Monday, September 20, 2004
Perhaps the most common shop in New York City is the "bodega," or maybe I should say the "deli." In Brooklyn, I often find a store that Manhattan residents would call a bodega referred to as a deli. I have no clue what they call such stores on Staten Island – nor does anyone else from any of the other four boroughs, since none of us have ever been to Staten Island...Also, does anyone know what to call those claw-tipped pole thingys that you use to grab the paper towels from their shelf fourteen feet from the ground?
Also common in New York City is the "grocery." To the untrained eye, it may be nearly indistinguishable from a deli/bodega. But after many months of study, I have found the key to quickly establishing which of the two you are faced with: a grocery, unlike a deli or bodega, is required to have three or four large bins of rotting produce for sale.

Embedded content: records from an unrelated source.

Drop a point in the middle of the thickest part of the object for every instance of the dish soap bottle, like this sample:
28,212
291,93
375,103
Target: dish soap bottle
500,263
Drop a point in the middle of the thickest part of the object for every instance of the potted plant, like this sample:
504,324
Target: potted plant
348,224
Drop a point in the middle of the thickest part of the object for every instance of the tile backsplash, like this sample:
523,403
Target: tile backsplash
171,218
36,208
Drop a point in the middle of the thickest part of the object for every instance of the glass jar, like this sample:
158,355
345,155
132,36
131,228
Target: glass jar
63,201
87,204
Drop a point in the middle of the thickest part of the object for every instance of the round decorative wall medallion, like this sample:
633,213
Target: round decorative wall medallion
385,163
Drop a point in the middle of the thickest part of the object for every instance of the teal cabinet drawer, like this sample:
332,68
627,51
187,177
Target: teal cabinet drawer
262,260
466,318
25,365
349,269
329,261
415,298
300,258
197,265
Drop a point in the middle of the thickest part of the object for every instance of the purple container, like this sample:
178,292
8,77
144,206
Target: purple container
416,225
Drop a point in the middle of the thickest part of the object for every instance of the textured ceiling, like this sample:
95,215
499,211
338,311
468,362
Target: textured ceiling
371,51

That’s not an easy hurdle to leap. In fact, it's almost impossible for the owner to ensure that all of his produce is always rotting. Eventually, the condition of some of his fruits or vegetables will become so foul that even a New-York-City-grocery-store owner can no longer bear to offer them for sale. He will be forced to dump them and re-order, which means that, for a few days, his bin will be filled with decent-looking samples of the produce in question. Nevertheless, at any given time, he can rest easy in the knowledge that the vast majority of his produce is in an advanced state of decay, because no one ever buys any of it. Therefore, the same, say, tomatoes that were, regrettably, fresh for a couple of days, will still pass the bulk of their time in the store as wrinkled orbs dripping a pus-like ooze from their multitude of cracks and bruises.